Falamos muito em dias bons e dias ruins. Ficamos tentando quantificar nosso grau de satisfação com a vida, como se isso fosse de fato algo mensurável. Achamos muito mais coisas para reclamar do que para ser grato quando, de fato, a resposta deveria ser mais simples.

Todo dia com vida e com saúde para aproveitá-la é um bom dia. Ponto. O resto é resto. Quanta gente queria ter privilégio de poder andar, ou mesmo respirar sem dificuldades? E você aí reclamando que o Honda Civic é muito caro no Brasil.

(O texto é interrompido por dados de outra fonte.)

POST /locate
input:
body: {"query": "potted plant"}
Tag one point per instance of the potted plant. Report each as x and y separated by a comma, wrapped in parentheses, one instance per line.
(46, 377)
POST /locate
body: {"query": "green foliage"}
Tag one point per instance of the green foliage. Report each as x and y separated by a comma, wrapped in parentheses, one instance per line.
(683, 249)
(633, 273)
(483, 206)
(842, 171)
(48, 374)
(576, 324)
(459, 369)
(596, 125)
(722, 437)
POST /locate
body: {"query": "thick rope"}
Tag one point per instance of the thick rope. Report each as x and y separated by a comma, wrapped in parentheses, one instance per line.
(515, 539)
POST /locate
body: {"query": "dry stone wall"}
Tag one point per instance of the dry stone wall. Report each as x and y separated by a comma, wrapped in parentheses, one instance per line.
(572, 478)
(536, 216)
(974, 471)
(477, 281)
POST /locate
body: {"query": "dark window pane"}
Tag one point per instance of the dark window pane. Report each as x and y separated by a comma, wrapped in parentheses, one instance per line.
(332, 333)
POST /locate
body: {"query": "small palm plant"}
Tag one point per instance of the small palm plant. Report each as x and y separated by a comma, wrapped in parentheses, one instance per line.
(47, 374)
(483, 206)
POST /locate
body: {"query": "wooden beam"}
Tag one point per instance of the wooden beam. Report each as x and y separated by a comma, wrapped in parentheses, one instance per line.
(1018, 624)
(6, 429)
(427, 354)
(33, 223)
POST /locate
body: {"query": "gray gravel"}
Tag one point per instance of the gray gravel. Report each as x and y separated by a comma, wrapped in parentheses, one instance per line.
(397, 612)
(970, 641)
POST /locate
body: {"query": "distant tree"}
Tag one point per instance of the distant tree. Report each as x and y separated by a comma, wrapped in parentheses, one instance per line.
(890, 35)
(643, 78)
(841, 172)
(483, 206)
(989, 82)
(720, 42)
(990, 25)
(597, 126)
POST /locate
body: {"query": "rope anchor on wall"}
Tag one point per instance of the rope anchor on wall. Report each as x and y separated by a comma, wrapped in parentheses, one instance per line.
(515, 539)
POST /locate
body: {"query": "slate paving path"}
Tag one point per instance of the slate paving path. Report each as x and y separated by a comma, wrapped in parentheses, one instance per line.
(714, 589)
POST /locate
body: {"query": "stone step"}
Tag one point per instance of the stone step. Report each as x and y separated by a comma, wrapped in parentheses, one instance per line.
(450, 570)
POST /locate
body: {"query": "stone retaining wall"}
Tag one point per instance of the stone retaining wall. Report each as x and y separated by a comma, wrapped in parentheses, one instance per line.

Caro é a conta do hospital!

Recentemente escrevi um texto sobre o que é “caro e barato“. Claro, era uma abordagem puramente financeira, mercadológica e emocional. Mas pensando bem, nada é de fato, caro!

Explico: eu me pego reclamando que tive que gastar R$ 600,00 na revisão do carro, ou R$ 200,00 para limpar o ar condicionado da sala e por aí vai. Às vezes fico enfurecido por ter que gastar tanto com coisas assim. É tudo caro, quanto dinheiro no ralo!

Bom, antes eu deveria me sentir privilegiado por ter um carro e, depois, por ter dinheiro para sustentá-lo. Mais sortudo ainda por ter ar condicionado na minha sala, um verdadeiro luxo. No entanto, além de eu não parar para pensar em minha sorte, ainda acho espaço para reclamar.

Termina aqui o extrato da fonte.